Energy efficient light bulbs are becoming quite ubiquitous. The legislation Congress set forth in 2007 to ban inefficient light bulbs in 2012 has lighting manufacturers looking for ways to keep their hold on the incandescent market. Incandescent has always been the most popular choice for lighting among consumers, which makes the benefit of incandescent research obvious. If incandescent light bulbs can be made to be as efficient or close to as efficient as compact fluorescent light bulbs, manufacturers will find a way to make it so.
Energy Efficient Incandescent Light Bulbs?
Philips lighting is on the forefront of attempts at more efficient incandescent lighting. They've released a 30% more efficient incandescent light bulb, which for 70 watts provides the same lumen output as a standard 100 watt incandescent. Not bad at all for a first release. Of course it's not enough for me to change back to incandescent (not that I would anyway, I prefer the light from CFLs), but it's a step in the right direction. The technology for these light bulbs is being developed by a company called Deposition Sciences; they're looking to work with other manufacturers in addition to Philips.
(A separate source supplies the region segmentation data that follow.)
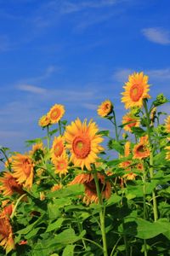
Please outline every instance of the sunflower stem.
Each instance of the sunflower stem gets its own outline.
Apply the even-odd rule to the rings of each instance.
[[[94,177],[96,191],[99,198],[99,204],[101,206],[101,208],[99,210],[99,221],[100,221],[102,241],[103,241],[103,253],[104,253],[104,256],[108,256],[107,241],[105,236],[105,208],[103,207],[103,199],[99,189],[99,183],[97,172],[95,170],[94,172]]]
[[[154,168],[153,168],[153,148],[151,144],[151,136],[150,136],[150,112],[148,110],[146,100],[144,100],[144,108],[145,110],[146,114],[146,127],[147,127],[147,134],[148,134],[148,140],[149,140],[149,146],[150,148],[150,179],[154,177]],[[157,201],[156,197],[156,190],[153,189],[152,191],[152,199],[153,199],[153,212],[154,212],[154,220],[156,221],[158,218],[158,213],[157,213]]]

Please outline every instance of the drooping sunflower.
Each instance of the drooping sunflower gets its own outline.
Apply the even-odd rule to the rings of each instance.
[[[41,163],[45,155],[45,149],[42,143],[34,144],[31,150],[29,152],[29,154],[35,164]]]
[[[64,113],[65,107],[60,104],[55,104],[51,108],[51,109],[48,113],[48,116],[50,119],[51,124],[56,124],[60,120]]]
[[[166,152],[166,159],[170,161],[170,146],[165,148],[167,151]]]
[[[113,110],[113,104],[110,100],[103,102],[98,108],[98,114],[100,117],[108,116]]]
[[[0,213],[0,246],[6,250],[6,254],[14,249],[12,226],[4,212]]]
[[[3,177],[0,177],[0,190],[3,195],[12,195],[14,193],[22,195],[24,193],[22,185],[19,184],[16,178],[9,172],[4,172]]]
[[[62,175],[65,175],[68,172],[68,156],[66,154],[61,154],[61,156],[58,156],[55,160],[54,163],[54,172],[59,174],[60,177]]]
[[[33,182],[33,162],[29,155],[17,154],[14,156],[13,162],[13,176],[16,178],[20,184],[23,187],[30,189]]]
[[[148,136],[140,137],[139,143],[136,144],[133,149],[133,159],[144,159],[150,155],[150,148],[148,142]]]
[[[108,199],[110,196],[111,186],[109,181],[105,181],[104,175],[98,172],[98,179],[99,189],[102,198]],[[89,173],[82,173],[77,175],[70,184],[83,184],[85,188],[85,195],[82,201],[88,205],[89,203],[99,201],[96,185],[94,175]]]
[[[65,132],[65,139],[67,143],[67,148],[71,150],[71,161],[76,166],[84,166],[91,170],[90,164],[95,163],[98,159],[97,154],[103,150],[99,145],[103,138],[101,135],[97,134],[99,129],[92,120],[87,124],[85,119],[83,123],[79,119],[71,125],[68,125]]]
[[[51,160],[54,163],[57,157],[61,156],[65,151],[64,138],[61,136],[54,137],[51,148]]]
[[[127,124],[123,126],[123,129],[127,131],[132,132],[132,127],[139,126],[139,119],[129,112],[122,117],[122,124]]]
[[[150,97],[148,94],[148,76],[144,75],[143,72],[129,75],[128,82],[125,83],[123,88],[125,91],[122,93],[122,102],[125,103],[125,108],[142,108],[143,99]]]
[[[165,131],[170,133],[170,115],[165,119]]]
[[[48,125],[50,125],[50,119],[49,119],[49,117],[48,114],[44,114],[42,115],[40,119],[39,119],[39,121],[38,121],[38,125],[44,128]]]

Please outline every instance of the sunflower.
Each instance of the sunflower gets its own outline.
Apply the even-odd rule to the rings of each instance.
[[[125,125],[123,126],[125,131],[132,132],[131,128],[139,126],[140,123],[139,119],[129,112],[122,117],[122,124]]]
[[[33,182],[33,163],[29,155],[18,154],[14,157],[14,177],[20,184],[31,188]]]
[[[98,172],[98,179],[102,199],[108,199],[110,196],[111,186],[110,182],[105,181],[104,175]],[[77,175],[70,184],[83,184],[85,188],[85,195],[82,201],[88,205],[89,203],[99,201],[96,185],[94,175],[89,173],[82,173]]]
[[[57,157],[61,156],[65,151],[64,138],[60,136],[54,137],[52,148],[51,148],[51,160],[54,163]]]
[[[167,151],[166,152],[166,159],[170,161],[170,146],[165,148]]]
[[[133,159],[144,159],[150,155],[148,136],[140,137],[139,143],[136,144],[133,148]]]
[[[45,155],[45,149],[42,143],[36,143],[32,146],[31,150],[29,152],[31,158],[35,164],[39,164]]]
[[[60,177],[65,175],[68,172],[68,157],[66,154],[58,156],[54,161],[54,172],[59,174]]]
[[[143,72],[134,73],[128,77],[128,82],[123,86],[125,91],[122,92],[122,102],[125,103],[125,108],[133,107],[142,108],[143,99],[150,98],[148,94],[149,84],[148,76],[144,75]]]
[[[50,125],[50,119],[49,119],[48,116],[47,114],[42,115],[42,117],[41,117],[39,119],[38,125],[39,125],[39,126],[41,126],[42,128],[49,125]]]
[[[22,195],[24,193],[22,185],[19,184],[11,172],[4,172],[3,177],[0,177],[0,190],[4,196],[12,195],[14,193]]]
[[[98,108],[98,114],[100,117],[108,116],[113,110],[113,104],[110,100],[103,102]]]
[[[165,119],[165,130],[170,133],[170,115]]]
[[[49,110],[48,116],[51,124],[58,123],[65,113],[65,107],[63,105],[55,104]]]
[[[91,170],[90,164],[95,163],[98,158],[97,154],[103,150],[99,145],[103,138],[97,134],[99,129],[94,122],[90,120],[87,125],[85,119],[83,123],[79,119],[65,129],[65,138],[67,148],[71,150],[71,161],[76,166],[84,166]]]
[[[4,212],[0,213],[0,246],[6,250],[6,254],[14,249],[12,226]]]

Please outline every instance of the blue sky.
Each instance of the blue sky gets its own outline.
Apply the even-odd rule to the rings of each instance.
[[[103,129],[96,109],[109,98],[121,121],[134,71],[150,76],[153,97],[170,98],[169,10],[168,0],[0,0],[0,145],[26,150],[55,103],[69,122]]]

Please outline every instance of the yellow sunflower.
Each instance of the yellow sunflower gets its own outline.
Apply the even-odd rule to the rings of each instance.
[[[101,192],[102,199],[108,199],[111,194],[111,186],[110,182],[105,181],[104,175],[98,172],[98,179],[99,183],[99,189]],[[85,187],[85,195],[83,197],[83,202],[88,205],[89,203],[99,201],[95,181],[93,174],[79,174],[70,184],[83,184]]]
[[[133,159],[144,159],[150,155],[148,136],[140,137],[139,143],[136,144],[133,148]]]
[[[42,143],[34,144],[31,150],[29,152],[29,154],[35,164],[41,163],[45,155],[45,149]]]
[[[165,119],[165,131],[170,133],[170,115]]]
[[[76,166],[84,166],[91,170],[90,164],[95,163],[98,158],[97,154],[103,150],[99,145],[103,138],[97,134],[99,129],[94,122],[90,120],[87,124],[79,119],[66,127],[65,139],[67,143],[66,147],[71,150],[71,161]]]
[[[42,117],[41,117],[39,119],[38,125],[42,128],[49,125],[50,125],[50,119],[49,119],[48,116],[47,114],[42,115]]]
[[[132,132],[132,127],[139,127],[139,119],[133,115],[131,112],[126,113],[122,117],[122,124],[127,124],[123,126],[123,129],[127,131]]]
[[[143,99],[150,98],[148,91],[148,76],[144,75],[143,72],[134,73],[128,77],[128,82],[123,86],[125,91],[122,92],[122,102],[125,103],[125,108],[133,107],[142,108]]]
[[[166,152],[166,159],[170,161],[170,146],[165,148],[167,151]]]
[[[65,152],[64,138],[61,136],[54,137],[52,148],[51,148],[51,160],[54,163],[57,157],[61,156]]]
[[[0,213],[0,246],[6,250],[6,254],[14,249],[12,227],[4,212]]]
[[[55,104],[49,110],[48,116],[51,124],[58,123],[65,113],[65,107],[63,105]]]
[[[29,155],[17,154],[14,157],[13,176],[17,179],[20,184],[25,188],[31,188],[33,182],[33,163]]]
[[[59,174],[60,177],[65,175],[68,172],[68,162],[69,161],[66,154],[58,156],[54,162],[55,167],[54,172]]]
[[[3,177],[0,177],[0,190],[5,196],[12,195],[14,193],[23,194],[22,186],[17,183],[11,172],[4,172]]]
[[[103,102],[98,108],[98,114],[100,117],[108,116],[113,110],[113,104],[110,100]]]

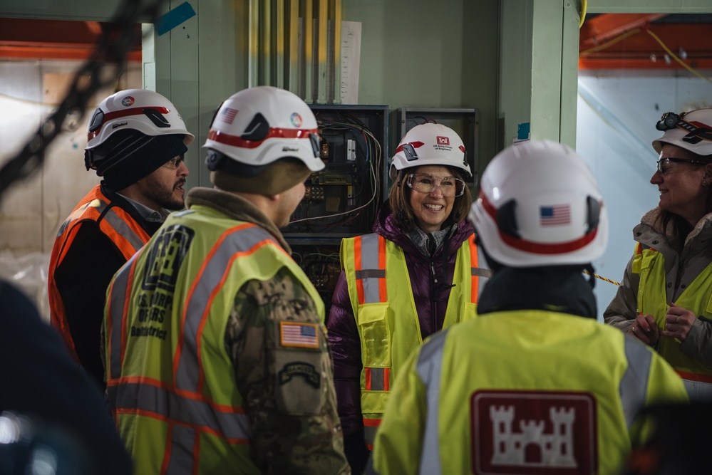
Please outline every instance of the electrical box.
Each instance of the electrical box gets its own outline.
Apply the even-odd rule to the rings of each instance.
[[[465,144],[465,158],[470,164],[473,177],[465,182],[470,187],[476,184],[479,169],[478,157],[480,135],[479,109],[433,109],[401,108],[397,111],[397,127],[399,135],[394,137],[391,145],[395,150],[401,139],[416,125],[427,122],[438,123],[449,127],[458,132]]]
[[[341,239],[371,232],[387,197],[388,107],[309,107],[324,168],[306,179],[304,197],[282,231],[328,312],[341,271]]]

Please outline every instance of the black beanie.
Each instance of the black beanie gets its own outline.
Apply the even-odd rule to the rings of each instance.
[[[148,176],[170,159],[185,153],[183,134],[146,135],[122,130],[91,151],[96,174],[118,192]]]

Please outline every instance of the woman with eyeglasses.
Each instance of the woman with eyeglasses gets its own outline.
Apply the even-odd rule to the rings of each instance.
[[[667,113],[653,141],[658,207],[637,241],[607,323],[655,348],[692,400],[712,399],[712,109]]]
[[[425,123],[403,138],[374,233],[341,242],[327,326],[345,451],[364,468],[390,390],[428,336],[475,315],[490,271],[467,221],[471,177],[462,139]]]

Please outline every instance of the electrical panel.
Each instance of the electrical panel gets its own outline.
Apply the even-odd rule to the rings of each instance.
[[[427,122],[442,124],[455,130],[463,139],[465,144],[465,158],[470,164],[473,177],[465,182],[473,187],[477,184],[476,177],[479,169],[478,157],[478,137],[480,131],[479,109],[433,109],[417,108],[401,108],[397,111],[400,135],[394,137],[393,150],[401,142],[408,130],[416,125]]]
[[[282,234],[328,308],[341,271],[341,239],[371,232],[388,185],[388,107],[309,105],[324,168]]]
Compact Fluorescent Light Bulbs May Have Competition
While the 30% more efficient incandescent light bulb has been moved to consumer production, Deposition Sciences continues to develop further advancements. They claim they have created 50% more efficient bulbs, with further research ongoing. If such a bulb is released, it would only be a matter of time before incandescent light bulbs are matching CFLs at 75% increased efficiency.
An inventor in Los Angeles believes he can create an incandescent light bulb with 100% increased efficiency; I'm sure something was misinterpreted there, because we're kind of a long way off from 0 watt bulbs providing the lumens of 100 watt bulbs.